There is chaos in global markets.
Bonds sold off sharply on Thursday morning for a second day in a row.
They've reversed the decline, but stocks are still lower, after the chaos spilled over.
Near 1:00 pm ET, the Dow was down 148 points, the S&P 500 was down 15 points, and the Nasdaq was down 30 points.
The International Monetary Fund slashed US growth forecasts, and urged the Federal Reserve to delay its first interest rate hike until 2016, in a statement that crossed as the stock market opened.
In a speech last month, Fed chair Janet Yellen said it would be appropriate to raise interest rates "at some point this year" if the economy continues to improve.
In a morning note before the open, Brean Capital's Peter Tchir wrote: "It is time to reduce US equity holdings for the near term and look for a 3% to 5% move lower.
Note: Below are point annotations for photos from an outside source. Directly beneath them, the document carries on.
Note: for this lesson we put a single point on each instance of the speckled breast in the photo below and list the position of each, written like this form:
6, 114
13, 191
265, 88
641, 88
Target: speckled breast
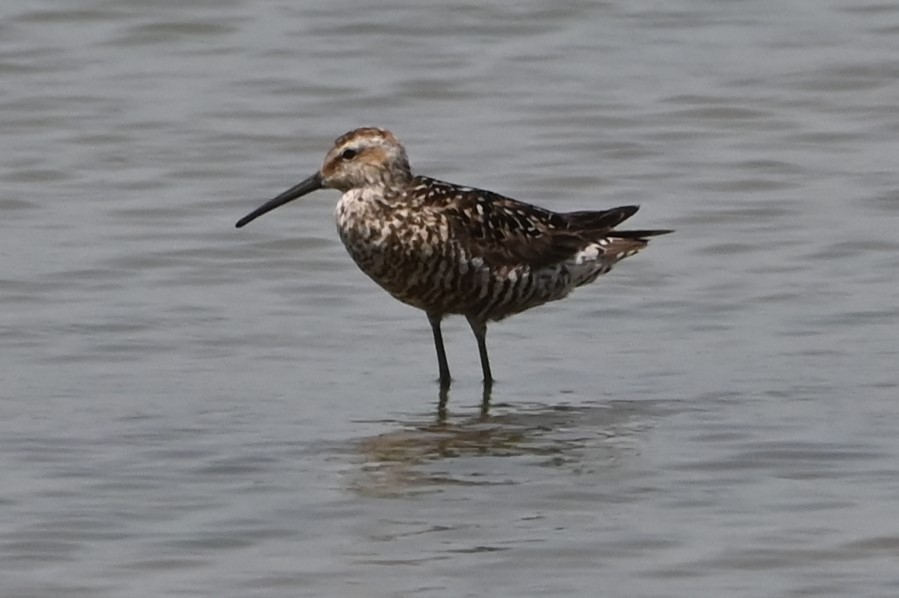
409, 253
412, 254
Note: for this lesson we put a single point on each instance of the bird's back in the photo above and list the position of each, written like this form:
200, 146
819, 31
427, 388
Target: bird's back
457, 250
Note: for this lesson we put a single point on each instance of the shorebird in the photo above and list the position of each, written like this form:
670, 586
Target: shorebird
448, 249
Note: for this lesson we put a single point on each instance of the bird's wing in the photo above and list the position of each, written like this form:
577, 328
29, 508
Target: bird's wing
506, 232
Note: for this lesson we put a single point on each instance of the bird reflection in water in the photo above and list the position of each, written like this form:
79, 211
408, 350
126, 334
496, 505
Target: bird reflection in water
427, 455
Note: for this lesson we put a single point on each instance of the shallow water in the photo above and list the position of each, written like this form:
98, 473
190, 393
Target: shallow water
188, 409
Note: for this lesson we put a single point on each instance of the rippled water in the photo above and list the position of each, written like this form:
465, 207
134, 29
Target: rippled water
187, 409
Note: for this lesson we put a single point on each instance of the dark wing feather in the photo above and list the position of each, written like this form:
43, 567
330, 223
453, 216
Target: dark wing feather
506, 232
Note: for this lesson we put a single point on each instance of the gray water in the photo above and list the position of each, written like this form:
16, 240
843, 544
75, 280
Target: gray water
191, 410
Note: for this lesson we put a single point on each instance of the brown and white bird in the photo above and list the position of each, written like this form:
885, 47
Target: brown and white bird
447, 249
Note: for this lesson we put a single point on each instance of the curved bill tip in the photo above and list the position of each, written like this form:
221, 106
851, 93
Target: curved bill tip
308, 186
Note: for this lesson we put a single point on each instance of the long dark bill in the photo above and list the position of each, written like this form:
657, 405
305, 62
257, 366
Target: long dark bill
308, 186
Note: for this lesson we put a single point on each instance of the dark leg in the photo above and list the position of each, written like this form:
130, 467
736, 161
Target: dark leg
441, 352
480, 333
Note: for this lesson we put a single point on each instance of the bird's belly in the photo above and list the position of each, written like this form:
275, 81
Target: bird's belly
413, 259
418, 262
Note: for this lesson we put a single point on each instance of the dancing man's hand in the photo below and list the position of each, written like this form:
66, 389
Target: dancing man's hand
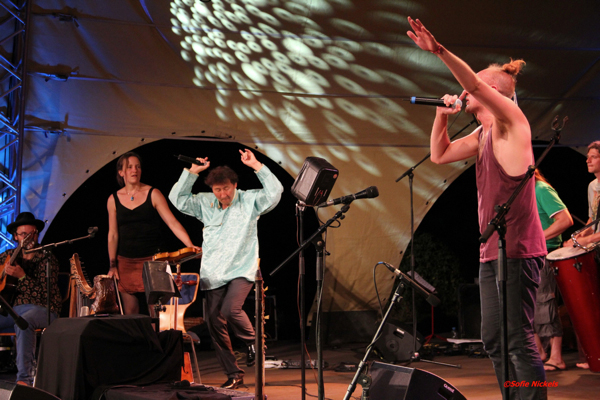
250, 160
422, 37
196, 169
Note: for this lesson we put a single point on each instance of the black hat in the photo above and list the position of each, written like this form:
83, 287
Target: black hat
25, 218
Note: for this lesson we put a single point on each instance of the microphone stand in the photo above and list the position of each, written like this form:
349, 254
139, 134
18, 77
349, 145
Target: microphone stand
498, 224
316, 239
409, 173
46, 251
300, 206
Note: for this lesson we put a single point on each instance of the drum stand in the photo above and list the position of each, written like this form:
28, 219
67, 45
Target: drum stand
498, 224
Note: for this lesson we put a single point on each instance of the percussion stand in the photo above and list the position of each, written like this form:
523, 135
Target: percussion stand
46, 250
316, 239
410, 174
498, 224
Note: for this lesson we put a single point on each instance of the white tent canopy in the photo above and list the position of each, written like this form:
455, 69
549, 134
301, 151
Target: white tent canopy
293, 79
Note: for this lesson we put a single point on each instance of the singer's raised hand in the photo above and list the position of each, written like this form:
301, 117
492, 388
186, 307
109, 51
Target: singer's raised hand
196, 169
453, 102
422, 37
250, 160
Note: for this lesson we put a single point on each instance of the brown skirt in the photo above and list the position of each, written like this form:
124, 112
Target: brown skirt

The Treasury weakness is NOT a 'risk on' trade it is a 'risk off' trade, where low yields are viewed as a risk asset and not a safe haven."
The sell off in global bonds started Wednesday, as European Central Bank president Mario Draghi gave a news conference in which he said markets should get used to episodes of higher volatility.
Draghi also emphasized that the ECB had no intention to soon end its €60 billion bond-buying program, called quantitative easing, before its planned end date of September 2016.
Bond yields, which move in the opposite direction to their prices, spiked across Europe on Wednesday, and on Thursday this move is continuing, with German bund yields and US Treasury yields hitting new 2015 highs and continuing to climb overnight.
Here's the rise in US Treasury yields this week.
And German bunds.
According to Bloomberg, bonds wiped out all their gains for the year.
Tom di Galoma, head of fixed-income rates and credit at ED&F Man Capital Markets, told Bloomberg: "This is sheer panic in the market from the standpoint of what's been happening in Europe ... Most of Wall Street is guarded here as far as taking on new positions."
The benchmark US 10-year treasury yield pushed higher to about 2.42% overnight, a level it hadn't touched since October. German bund yields rose to about 0.99%.
About six weeks ago, the German 10-year bund was trading near 0.05% and the 10-year Treasury note was trading around 1.9%.
In commodities, crude oil prices are sliding ahead of the June meeting of the Organisation of Petroleum Exporting Countries. The 12-member cartel is widely expected to keep production levels unchanged to maintain its market share.
West Texas Intermediate crude, the US benchmark, fell more than 2% to a one-week low of around $58.24 per barrel. Brent crude, the international benchmark, also slumped 2%.